Summary: Little things can have big consequences when it comes to estate planning documents. In some cases, improper witness signatures can lead to the complete invalidation and nullification of the estate plan you carefully laid out in your will. Each aspect of your estate plan, whether during the creation process or the execution phase, must be carried out with utmost care. That's why, whether you're creating your plan or executing your plan, it's important to work with an estate planning team that you trust.

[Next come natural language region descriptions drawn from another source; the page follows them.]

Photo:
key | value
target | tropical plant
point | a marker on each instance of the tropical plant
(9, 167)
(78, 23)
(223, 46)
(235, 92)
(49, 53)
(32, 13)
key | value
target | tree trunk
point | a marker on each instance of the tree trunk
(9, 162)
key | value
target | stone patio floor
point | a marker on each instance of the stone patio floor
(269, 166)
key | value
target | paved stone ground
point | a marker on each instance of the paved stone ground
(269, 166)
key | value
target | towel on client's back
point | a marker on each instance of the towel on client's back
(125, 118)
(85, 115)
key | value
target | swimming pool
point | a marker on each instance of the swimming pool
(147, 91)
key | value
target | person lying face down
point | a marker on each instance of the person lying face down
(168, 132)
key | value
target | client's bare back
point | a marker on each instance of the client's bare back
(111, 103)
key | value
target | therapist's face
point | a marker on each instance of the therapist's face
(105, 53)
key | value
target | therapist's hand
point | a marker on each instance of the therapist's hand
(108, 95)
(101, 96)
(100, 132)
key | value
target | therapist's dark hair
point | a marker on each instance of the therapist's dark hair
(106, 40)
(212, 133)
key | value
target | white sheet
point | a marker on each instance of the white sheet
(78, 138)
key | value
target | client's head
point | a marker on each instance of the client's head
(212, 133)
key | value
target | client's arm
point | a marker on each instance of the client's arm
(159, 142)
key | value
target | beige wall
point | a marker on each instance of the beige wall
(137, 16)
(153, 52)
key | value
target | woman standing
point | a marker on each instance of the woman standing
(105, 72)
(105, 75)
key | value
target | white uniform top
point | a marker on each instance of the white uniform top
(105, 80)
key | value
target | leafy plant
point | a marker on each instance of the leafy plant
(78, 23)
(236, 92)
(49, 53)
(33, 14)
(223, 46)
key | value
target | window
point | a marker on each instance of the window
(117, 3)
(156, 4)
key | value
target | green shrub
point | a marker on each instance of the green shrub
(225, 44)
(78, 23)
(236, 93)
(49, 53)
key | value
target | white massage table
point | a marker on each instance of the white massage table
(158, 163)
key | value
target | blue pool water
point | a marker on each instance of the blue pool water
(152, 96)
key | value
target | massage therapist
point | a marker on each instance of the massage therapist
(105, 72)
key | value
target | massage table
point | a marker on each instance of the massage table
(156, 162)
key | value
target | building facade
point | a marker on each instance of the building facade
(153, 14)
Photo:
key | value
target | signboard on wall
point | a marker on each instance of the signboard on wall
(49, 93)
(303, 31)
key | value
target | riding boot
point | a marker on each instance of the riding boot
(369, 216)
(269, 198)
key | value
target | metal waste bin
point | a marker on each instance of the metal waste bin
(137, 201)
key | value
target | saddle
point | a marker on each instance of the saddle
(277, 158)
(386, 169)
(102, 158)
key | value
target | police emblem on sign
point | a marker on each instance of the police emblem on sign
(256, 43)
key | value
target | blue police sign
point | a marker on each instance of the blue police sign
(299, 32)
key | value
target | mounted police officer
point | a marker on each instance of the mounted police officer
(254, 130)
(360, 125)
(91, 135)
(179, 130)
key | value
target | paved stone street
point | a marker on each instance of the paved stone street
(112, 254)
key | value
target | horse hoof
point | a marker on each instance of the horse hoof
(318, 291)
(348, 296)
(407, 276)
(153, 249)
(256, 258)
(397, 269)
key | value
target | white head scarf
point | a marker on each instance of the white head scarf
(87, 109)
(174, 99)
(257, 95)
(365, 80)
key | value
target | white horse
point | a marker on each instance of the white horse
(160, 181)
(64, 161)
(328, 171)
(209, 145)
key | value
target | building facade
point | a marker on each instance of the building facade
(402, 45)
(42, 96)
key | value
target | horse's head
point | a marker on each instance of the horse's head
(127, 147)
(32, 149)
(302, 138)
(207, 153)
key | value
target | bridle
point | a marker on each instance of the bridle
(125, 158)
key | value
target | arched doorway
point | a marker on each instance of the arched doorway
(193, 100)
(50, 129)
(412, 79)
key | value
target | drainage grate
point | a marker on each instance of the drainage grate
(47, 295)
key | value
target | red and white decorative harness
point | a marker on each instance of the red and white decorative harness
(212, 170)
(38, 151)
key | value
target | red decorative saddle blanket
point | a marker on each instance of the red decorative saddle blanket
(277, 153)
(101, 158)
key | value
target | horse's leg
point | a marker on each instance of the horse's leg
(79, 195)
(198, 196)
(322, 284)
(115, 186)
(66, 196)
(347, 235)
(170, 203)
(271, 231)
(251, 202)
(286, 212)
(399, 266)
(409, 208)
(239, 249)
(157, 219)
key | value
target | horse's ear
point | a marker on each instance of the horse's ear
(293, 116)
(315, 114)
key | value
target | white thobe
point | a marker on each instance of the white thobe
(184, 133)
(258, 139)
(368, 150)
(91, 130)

There are many steps that go into estate planning. You must decide how you would like your wealth distributed after you die. Of course, you also have to make the decision to go out and procure an estate plan (a step which slows many people down due to simple procrastination). Once you've overcome all the hurdles and decided which loved ones to whom you will provide distributions, and once you've decided to take that plan and memorialize it on paper, there is still another step: making sure that the plan documents you sign are legally enforceable.
This step might seem obvious or simple, but sometimes it is not. Recently, an appeals court in Tennessee ruled on an estate plan contest case related to the execution of a will. The father had created a will before he died in July 2011. The father's will was admitted to probate later that month. The will named two of the man's children as Co-Executors.
The man left behind four surviving children. A fifth child, who had four children of her own, predeceased the man. The man left distributions to two of the children (the two who were also named as Co-Executors), as well as three of the deceased daughter's grandchildren. The other two children, along with the deceased daughter's fourth child, were not mentioned in the will.
When the man had executed his will back in 2008, two unrelated people had signed the document as witnesses. The son, in his will contest, argued that the witnesses did not sign the will validly under the rules of Tennessee law. Although he lost in the trial court, the Court of Appeals ruled that he was correct.
The problem was that the witnesses signed what's commonly referred to as a "self-proving affidavit," but did not sign the will itself. (Self-proving affidavits are affidavits attached to the end of wills that allow the executor to prove that the will was properly witnessed without requiring the witnessed to come to court and testify that they witnessed the will.)
So what did all this ultimately mean? It meant, in the opinion of the appeals court, that no one legally signed the man's will as a witness. That, in turn, meant that the will did not meet the witness requirements established by Tennessee law, and so, the man had no valid will and died intestate. As a result, each of his children, as well as each of the children of his deceased daughter, were entitled to the portion of his estate established by Tennessee's intestacy laws.
While we may not know with absolute certainty what this man's true goals were for his estate, his intended objectives almost certainly were not the same as the plan contained in the state intestacy laws. All of this happened simply as a result of how the witness signature areas were prepared on his will.